Trump rejette l’offre iranienne, le détroit d’Ormuz reste au bord de la rupture (analyse)
Trump a rejeté dimanche la dernière contre-proposition iranienne visant à mettre fin au conflit déclenché il y a plus de deux mois entre Washington, Israël et Téhéran. Malgré un cessez-le-feu officiellement en vigueur, les tensions restent extrêmement élevées autour du détroit d’Ormuz.
Publié par Harrison du Bus
Résumé de l'article
Trump rejette la contre-offre iranienne, relançant les tensions autour du détroit d’Ormuz et la crainte d’un nouveau choc pétrolier mondial.
L’espoir d’une désescalade durable au Moyen-Orient s’est à nouveau éloigné dimanche soir. Dans un message publié sur Truth Social, Donald Trump a qualifié de « totalement inacceptable » la réponse iranienne à la dernière proposition américaine de paix, sans toutefois en dévoiler le contenu exact.
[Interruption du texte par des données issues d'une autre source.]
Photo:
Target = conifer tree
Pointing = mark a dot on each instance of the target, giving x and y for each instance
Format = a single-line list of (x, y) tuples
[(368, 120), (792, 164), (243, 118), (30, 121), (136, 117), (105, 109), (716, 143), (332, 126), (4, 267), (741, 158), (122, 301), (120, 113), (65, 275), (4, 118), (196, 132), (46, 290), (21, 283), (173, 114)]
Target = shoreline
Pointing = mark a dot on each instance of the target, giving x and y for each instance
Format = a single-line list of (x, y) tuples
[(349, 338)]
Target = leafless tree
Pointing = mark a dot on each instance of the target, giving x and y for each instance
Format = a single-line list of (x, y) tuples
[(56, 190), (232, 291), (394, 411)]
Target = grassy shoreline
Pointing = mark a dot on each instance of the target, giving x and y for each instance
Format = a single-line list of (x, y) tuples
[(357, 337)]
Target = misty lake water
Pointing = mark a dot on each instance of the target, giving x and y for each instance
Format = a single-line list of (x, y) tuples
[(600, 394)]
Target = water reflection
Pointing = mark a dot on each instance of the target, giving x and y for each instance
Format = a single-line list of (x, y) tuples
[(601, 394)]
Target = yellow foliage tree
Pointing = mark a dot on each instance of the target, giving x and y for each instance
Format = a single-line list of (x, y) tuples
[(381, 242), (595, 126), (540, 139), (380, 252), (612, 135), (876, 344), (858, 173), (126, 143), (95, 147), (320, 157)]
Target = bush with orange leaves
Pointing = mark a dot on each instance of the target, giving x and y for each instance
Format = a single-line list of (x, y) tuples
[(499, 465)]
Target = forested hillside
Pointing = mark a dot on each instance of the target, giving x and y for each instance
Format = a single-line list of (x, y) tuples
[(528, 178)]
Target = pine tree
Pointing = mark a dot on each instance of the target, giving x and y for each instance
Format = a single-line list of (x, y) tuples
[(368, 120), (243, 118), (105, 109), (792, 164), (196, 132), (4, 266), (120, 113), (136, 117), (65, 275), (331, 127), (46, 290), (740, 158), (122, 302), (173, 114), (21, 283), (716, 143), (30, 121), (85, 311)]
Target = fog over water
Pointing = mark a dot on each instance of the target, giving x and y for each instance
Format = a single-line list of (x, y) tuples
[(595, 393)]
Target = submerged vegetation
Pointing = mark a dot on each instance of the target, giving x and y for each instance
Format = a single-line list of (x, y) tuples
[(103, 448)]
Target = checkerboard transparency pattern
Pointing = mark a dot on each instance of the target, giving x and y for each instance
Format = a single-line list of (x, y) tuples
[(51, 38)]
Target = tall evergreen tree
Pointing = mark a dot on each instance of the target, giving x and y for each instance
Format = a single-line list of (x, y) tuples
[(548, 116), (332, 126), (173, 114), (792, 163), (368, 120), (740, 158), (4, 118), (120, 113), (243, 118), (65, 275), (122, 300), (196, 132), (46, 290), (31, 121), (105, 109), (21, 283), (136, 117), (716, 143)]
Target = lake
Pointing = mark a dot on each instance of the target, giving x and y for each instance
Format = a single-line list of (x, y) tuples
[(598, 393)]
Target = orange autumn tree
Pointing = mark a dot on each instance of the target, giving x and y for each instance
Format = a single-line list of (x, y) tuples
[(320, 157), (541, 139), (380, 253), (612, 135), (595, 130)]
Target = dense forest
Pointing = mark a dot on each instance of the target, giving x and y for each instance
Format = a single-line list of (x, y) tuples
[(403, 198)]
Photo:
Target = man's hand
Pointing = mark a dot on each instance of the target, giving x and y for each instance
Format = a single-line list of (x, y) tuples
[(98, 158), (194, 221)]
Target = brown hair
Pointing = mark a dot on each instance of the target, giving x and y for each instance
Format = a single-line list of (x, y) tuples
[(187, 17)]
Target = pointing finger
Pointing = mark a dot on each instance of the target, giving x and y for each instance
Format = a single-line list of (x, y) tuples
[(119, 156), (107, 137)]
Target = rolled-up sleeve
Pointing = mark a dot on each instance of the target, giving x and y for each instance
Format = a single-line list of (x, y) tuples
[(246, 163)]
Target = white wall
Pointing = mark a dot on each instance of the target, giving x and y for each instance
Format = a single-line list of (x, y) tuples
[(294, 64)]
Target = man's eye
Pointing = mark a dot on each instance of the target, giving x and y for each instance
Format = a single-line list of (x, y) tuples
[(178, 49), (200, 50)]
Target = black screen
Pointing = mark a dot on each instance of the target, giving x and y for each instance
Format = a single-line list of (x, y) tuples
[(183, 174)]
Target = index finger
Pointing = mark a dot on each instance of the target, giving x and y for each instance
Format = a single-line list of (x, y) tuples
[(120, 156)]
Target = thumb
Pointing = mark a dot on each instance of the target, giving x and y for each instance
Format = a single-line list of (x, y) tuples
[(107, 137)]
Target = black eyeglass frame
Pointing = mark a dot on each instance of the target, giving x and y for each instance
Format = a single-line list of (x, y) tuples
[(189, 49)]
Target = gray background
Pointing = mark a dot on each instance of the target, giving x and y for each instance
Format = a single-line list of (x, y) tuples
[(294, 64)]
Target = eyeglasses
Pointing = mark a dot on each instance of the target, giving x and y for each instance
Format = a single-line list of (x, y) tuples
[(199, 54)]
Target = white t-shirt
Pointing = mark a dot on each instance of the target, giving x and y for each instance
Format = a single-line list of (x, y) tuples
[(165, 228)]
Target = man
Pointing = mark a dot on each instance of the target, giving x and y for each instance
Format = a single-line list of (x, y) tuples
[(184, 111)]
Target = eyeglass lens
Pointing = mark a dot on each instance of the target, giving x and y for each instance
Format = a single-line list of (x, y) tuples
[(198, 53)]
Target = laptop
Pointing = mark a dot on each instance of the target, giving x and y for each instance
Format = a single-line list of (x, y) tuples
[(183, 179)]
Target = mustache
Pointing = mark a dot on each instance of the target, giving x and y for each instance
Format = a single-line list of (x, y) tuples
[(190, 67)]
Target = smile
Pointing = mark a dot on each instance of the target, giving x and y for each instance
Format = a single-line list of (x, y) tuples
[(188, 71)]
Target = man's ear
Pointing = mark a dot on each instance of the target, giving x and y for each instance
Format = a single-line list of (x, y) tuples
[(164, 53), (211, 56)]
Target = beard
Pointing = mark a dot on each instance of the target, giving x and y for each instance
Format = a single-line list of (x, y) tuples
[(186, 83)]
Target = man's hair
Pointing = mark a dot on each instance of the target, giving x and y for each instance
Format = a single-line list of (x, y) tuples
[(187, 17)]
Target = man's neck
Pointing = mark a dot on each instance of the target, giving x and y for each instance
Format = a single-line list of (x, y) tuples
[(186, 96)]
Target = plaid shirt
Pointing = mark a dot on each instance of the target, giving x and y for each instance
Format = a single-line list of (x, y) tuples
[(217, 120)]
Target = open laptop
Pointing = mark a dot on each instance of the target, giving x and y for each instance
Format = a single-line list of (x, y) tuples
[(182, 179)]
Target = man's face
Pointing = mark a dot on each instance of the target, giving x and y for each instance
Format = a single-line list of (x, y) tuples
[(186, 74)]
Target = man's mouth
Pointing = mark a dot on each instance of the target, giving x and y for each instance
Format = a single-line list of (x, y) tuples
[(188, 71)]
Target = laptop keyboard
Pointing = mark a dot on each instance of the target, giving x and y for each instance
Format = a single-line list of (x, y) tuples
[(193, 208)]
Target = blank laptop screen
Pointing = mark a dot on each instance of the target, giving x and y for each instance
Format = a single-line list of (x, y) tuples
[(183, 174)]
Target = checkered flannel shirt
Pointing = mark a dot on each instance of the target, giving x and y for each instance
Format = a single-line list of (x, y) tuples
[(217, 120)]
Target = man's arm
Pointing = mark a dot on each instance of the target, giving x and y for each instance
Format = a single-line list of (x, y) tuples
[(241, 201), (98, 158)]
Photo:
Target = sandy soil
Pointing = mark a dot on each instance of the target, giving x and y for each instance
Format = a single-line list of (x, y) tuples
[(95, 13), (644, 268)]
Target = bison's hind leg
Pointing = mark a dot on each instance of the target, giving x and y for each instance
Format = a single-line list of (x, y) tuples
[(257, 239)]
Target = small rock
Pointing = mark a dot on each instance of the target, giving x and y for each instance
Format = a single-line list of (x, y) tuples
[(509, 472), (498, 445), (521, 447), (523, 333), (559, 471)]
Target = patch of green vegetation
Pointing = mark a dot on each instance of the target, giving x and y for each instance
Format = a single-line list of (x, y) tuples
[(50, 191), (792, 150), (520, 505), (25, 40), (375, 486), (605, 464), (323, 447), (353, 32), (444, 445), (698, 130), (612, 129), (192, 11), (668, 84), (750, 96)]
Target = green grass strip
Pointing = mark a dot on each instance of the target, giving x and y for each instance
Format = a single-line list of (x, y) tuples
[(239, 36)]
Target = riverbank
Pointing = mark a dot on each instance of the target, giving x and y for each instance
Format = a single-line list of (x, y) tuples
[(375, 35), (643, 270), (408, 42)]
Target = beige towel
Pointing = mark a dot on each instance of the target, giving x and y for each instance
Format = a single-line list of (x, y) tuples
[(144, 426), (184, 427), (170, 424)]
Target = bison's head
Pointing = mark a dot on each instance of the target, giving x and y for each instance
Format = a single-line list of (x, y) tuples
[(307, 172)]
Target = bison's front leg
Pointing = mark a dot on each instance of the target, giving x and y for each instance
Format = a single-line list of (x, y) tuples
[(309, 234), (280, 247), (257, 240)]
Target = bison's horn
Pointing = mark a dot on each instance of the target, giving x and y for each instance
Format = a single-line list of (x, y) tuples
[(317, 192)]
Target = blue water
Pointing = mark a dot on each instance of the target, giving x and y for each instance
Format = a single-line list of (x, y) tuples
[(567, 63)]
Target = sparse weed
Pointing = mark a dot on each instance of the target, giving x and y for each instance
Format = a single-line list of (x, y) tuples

Quelques heures plus tôt, les médias d’État iraniens avaient confirmé avoir transmis leur contre-offre aux États-Unis par l’intermédiaire du Pakistan, devenu depuis plusieurs semaines le principal médiateur entre les deux camps.
Cette séquence illustre la nature profondément instable du cessez-le-feu annoncé le mois dernier par le président américain. Si les affrontements directs de grande ampleur ont diminué depuis avril, la région demeure plongée dans une situation que les analystes décrivent désormais comme un état de « ni guerre ni paix ». Les incidents militaires se multiplient dans le Golfe, les échanges de menaces se poursuivent et le détroit d’Ormuz reste partiellement paralysé.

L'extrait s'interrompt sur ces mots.